In the 17th century, Native American Indians shared their clambake practice with the Pilgrims who landed in Plymouth Colony. These Puritans dubbed this ocean-side, cooked in sand pit, seafood centered around bivalves 'the Feast of Shells.' With its unique cooking method and ingredient list, the New England clambake is one of the earliest and most authentic American food traditions. This Tournant OFYR version of grilled lobsters, dashi steamed clams, crispy smashed potatoes, and grilled corn with seaweed butter is at once traditional and modernly inspired. One thing that has remained the same since the Gilded Age, however, is that all clambakes are a ‘symbol of sanctuary from a world gone awry.’ Equally good with an IPA or champagne, this slow cooking, you can hardly wait for it to be done feast, is one of the epicurean lifestyle seeker's best meals. 

cuisine American
difficulty Moderate
season Summer
serves 4

Ingredients for the Lobsters

  • 4 live lobsters, 1 pound each
  • 2 pounds clams
  • 1 pound small new potatoes
  • 4 ears of corn
  • Sake (dry white wine may be substituted)
  • Olive oil

Ingredients for the Dashi

  • 1 strip dried kombu, 4" x 6"
  • 1 cup katsuobushi (dried bonito flakes)
  • 4 cups water

Ingredients for the Aleppo herb butter

  • 1/2 cup unsalted butter, softened
  • 2 tablespoons chopped parsley, minced
  • 2 tablespoons chives, minced
  • 1 clove garlic, minced
  • 1 tablespoon whole coriander seeds, crushed
  • 1 teaspoon Aleppo pepper
  • Zest of 1 lemon
  • Sea salt

Ingredients for the Miso Butter

  • 1/2 cup unsalted butter, softened
  • 2 tablespoons shiro white miso

Ingredients for the Seaweed Butter

  • 1/2 cup unsalted butter, softened
  • 1 1/2 tablespoons furikake
  • 1 tablespoon shredded toasted nori


  1. Using a cleaver, swiftly split lobsters in half lengthwise.
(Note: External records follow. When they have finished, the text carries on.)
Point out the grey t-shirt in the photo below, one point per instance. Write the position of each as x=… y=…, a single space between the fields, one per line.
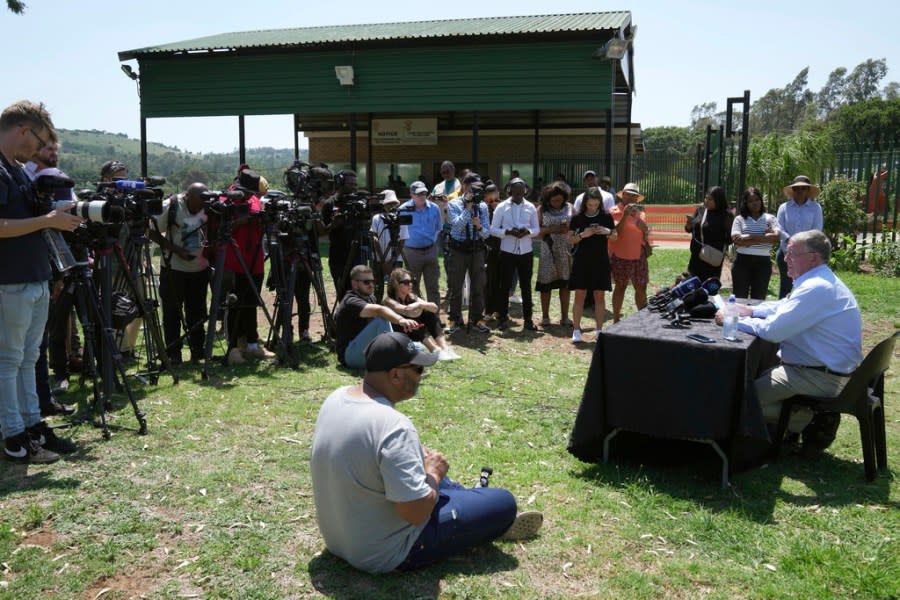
x=365 y=457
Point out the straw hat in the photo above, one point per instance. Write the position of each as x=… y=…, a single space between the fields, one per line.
x=631 y=189
x=801 y=181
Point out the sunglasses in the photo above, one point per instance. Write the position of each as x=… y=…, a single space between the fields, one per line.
x=39 y=138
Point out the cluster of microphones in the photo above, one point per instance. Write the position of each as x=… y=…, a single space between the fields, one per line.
x=688 y=298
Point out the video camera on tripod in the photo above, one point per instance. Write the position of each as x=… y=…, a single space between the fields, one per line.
x=308 y=183
x=221 y=205
x=289 y=216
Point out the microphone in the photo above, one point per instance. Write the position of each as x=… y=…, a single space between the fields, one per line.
x=664 y=299
x=129 y=184
x=691 y=300
x=154 y=181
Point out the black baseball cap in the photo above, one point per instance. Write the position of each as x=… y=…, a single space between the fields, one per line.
x=390 y=350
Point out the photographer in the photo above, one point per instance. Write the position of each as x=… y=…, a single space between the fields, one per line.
x=339 y=227
x=184 y=278
x=468 y=217
x=382 y=224
x=25 y=128
x=58 y=327
x=243 y=336
x=515 y=222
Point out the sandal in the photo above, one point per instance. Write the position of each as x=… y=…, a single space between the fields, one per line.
x=525 y=526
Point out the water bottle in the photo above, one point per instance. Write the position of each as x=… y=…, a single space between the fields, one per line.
x=729 y=324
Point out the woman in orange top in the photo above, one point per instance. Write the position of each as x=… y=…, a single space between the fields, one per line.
x=628 y=253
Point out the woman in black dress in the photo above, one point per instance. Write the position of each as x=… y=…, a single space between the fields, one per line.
x=710 y=225
x=589 y=232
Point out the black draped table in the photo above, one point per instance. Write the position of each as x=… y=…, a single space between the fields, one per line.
x=647 y=377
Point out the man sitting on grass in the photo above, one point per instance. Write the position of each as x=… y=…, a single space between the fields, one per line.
x=383 y=500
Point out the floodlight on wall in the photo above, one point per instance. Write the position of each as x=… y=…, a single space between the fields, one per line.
x=344 y=75
x=615 y=48
x=129 y=72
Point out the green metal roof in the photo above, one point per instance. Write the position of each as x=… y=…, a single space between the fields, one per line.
x=419 y=30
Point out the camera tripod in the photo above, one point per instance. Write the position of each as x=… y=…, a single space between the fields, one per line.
x=94 y=310
x=136 y=266
x=288 y=257
x=224 y=241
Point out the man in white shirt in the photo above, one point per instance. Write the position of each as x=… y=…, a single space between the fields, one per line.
x=515 y=222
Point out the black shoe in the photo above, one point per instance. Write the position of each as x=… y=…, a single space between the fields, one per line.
x=44 y=436
x=22 y=449
x=55 y=407
x=820 y=432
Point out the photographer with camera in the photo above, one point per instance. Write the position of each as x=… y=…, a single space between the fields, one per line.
x=515 y=222
x=340 y=227
x=421 y=248
x=243 y=335
x=469 y=221
x=25 y=128
x=180 y=232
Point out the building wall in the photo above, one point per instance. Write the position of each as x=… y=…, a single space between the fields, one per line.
x=495 y=149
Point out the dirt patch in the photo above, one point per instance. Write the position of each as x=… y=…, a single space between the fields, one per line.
x=136 y=584
x=42 y=537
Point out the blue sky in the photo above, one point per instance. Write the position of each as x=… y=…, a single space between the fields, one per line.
x=687 y=52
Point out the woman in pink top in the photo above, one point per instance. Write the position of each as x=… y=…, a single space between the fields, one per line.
x=628 y=253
Crack claws with the back of the cleaver, remove and discard greenish-yellow tomalley, then drizzle with olive oil and sprinkle lightly with salt. Rinse clams. Boil new potatoes until tender in highly salted water, then drain and cool. Shuck corn, removing silk but keeping husk intact.
  2. Make dashi by soaking kombu in 4 cups of water for an hour. Bring to a gentle boil and immediately fish out and discard kombu. Add bonito flakes and simmer for 1 minute. Remove from heat and allow to steep for 15 minutes before straining through a fine mesh sieve. 
  3. Make each of the compound butters by mixing softened butter with all the ingredients in three separate bowls.
  4. Preheat your OFYR wood-bruning grill to high heat. Simultaneously, prepare ingredients as follows and serve everything together with a flourish:
  5. Smash potatoes with the heel of your palm until crushed and flattened. Griddle potatoes on oiled outer OFYR ring on both sides until crispy and golden. Sprinkle with salt and transfer to a platter.
  6. Griddle corn on oiled outer OFYR ring, turning occasionally until charred and tender all over. Slather liberally with seaweed butter and transfer to a platter.
  7. Add clams to a cast iron cocotte and place on the outer ring of your OFYR. Add a splash of dry white wine or sake and cover cocotte until the liquid begins to steam. Uncover and add dashi, then replace lid and steam until clams have opened and released their liquid into the broth. Add 4 tablespoons of miso butter, stirring to melt and coat clams. Taste the broth and add more butter as desired. Serve in the cocotte with a large spoon or ladle for scooping up buttery broth.
  8. Grill lobsters cut side down on the grill grate of your OFYR until lightly charred, about 3-4 minutes. Flip over and continue to cook until shells are lightly charred and lobster is cooked through, another 3-4 minutes. Meanwhile, melt aleppo herb butter in a small saucepan until melted. Drizzle lobsters liberally with melted butter. Transfer to a large serving platter and drizzle with more butter as desired.